Kabid Humas Polda Jateng Kombes Pol Artanto mengungkapkan bahwa Aiptu Nuridin diduga melanggar sejumlah aturan yang masuk dalam kategori berat. Pelanggaran tersebut mencakup hubungan dengan perempuan di luar ikatan pernikahan yang sah, dugaan penyalahgunaan narkoba, serta keterlibatan dalam kasus penganiayaan terhadap seorang perempuan berinisial M yang disebut sebagai istri siri dari terduga pelanggar. Ketiga dugaan pelanggaran ini menjadi sorotan serius mengingat oknum anggota Polri seharusnya menjadi teladan bagi masyarakat.
Dalam persidangan yang berlangsung tertutup itu, majelis komisi menghadirkan sejumlah saksi dari berbagai unsur untuk menggali fakta secara mendalam. Mereka yang dimintai keterangan antara lain perwakilan humas terkait pemantauan media sosial, Kapolsek Tegal Selatan sebagai atasan langsung terperiksa, Kepala Desa setempat, serta warga di sekitar tempat tinggal Aiptu Nuridin. Keterangan dari para saksi ini menjadi bahan pertimbangan penting bagi majelis sebelum menjatuhkan putusan.

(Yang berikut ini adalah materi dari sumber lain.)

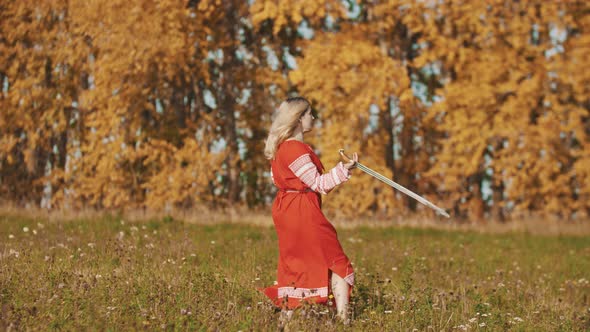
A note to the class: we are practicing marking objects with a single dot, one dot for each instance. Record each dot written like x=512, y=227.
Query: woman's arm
x=304, y=168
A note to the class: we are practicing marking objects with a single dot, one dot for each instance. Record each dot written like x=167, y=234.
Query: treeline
x=482, y=106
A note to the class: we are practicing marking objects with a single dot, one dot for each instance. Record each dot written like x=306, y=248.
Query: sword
x=395, y=185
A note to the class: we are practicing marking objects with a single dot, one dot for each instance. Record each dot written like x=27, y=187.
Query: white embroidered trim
x=350, y=279
x=301, y=293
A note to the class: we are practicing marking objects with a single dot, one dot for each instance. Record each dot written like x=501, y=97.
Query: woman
x=312, y=264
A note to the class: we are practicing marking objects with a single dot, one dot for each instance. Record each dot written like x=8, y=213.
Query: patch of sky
x=209, y=98
x=373, y=122
x=244, y=97
x=289, y=59
x=558, y=37
x=353, y=9
x=271, y=58
x=159, y=106
x=218, y=145
x=91, y=82
x=329, y=21
x=304, y=30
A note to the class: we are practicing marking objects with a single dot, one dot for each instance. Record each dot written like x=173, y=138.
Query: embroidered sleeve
x=308, y=173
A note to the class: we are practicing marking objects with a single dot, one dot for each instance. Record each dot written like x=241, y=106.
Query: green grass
x=108, y=274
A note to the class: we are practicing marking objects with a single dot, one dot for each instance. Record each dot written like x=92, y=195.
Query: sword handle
x=344, y=156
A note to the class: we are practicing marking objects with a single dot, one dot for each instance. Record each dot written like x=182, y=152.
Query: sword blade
x=402, y=189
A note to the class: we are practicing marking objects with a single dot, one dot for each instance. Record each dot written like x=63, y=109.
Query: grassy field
x=110, y=274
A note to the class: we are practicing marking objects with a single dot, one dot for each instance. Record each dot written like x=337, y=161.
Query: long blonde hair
x=284, y=124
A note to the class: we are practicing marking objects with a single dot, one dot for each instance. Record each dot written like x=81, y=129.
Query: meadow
x=108, y=273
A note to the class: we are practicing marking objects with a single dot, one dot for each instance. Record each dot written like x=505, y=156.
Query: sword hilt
x=344, y=156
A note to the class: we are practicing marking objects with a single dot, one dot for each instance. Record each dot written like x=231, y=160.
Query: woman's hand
x=352, y=163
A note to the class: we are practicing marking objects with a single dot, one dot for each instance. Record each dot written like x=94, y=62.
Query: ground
x=110, y=273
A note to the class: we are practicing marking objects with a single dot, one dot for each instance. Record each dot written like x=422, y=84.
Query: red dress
x=309, y=250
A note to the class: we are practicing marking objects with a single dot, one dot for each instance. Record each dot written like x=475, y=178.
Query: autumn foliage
x=481, y=106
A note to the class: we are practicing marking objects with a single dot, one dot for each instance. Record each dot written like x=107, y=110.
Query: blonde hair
x=284, y=124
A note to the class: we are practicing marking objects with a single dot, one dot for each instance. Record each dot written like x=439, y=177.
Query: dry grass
x=111, y=272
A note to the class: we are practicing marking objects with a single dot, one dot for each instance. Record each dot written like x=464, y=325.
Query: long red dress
x=309, y=250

Aiptu Nuridin sendiri saat ini telah menjalani penempatan khusus (patsus) selama 20 hari sebagai langkah awal pembinaan selama proses hukum berjalan. Hingga berita ini diturunkan, sidang kode etik masih berlangsung dengan agenda pemeriksaan saksi dan keterangan terduga pelanggar. Kombes Pol Artanto menyampaikan harapannya agar proses persidangan dapat segera menghasilkan keputusan yang adil dan tegas sesuai dengan ketentuan yang berlaku di lingkungan Polri.
Jika nantinya terbukti bersalah melanggar kode etik profesi, Aiptu Nuridin terancam menerima sanksi terberat berupa Pemberhentian Tidak Dengan Hormat (PTDH) dari institusi Polri. Kabid Humas berharap putusan sidang dapat diambil pada hari yang sama, mengingat kasus ini menyangkut marwah dan kepercayaan publik terhadap institusi kepolisian yang harus dijaga dengan komitmen penuh terhadap penegakan disiplin dan kode etik.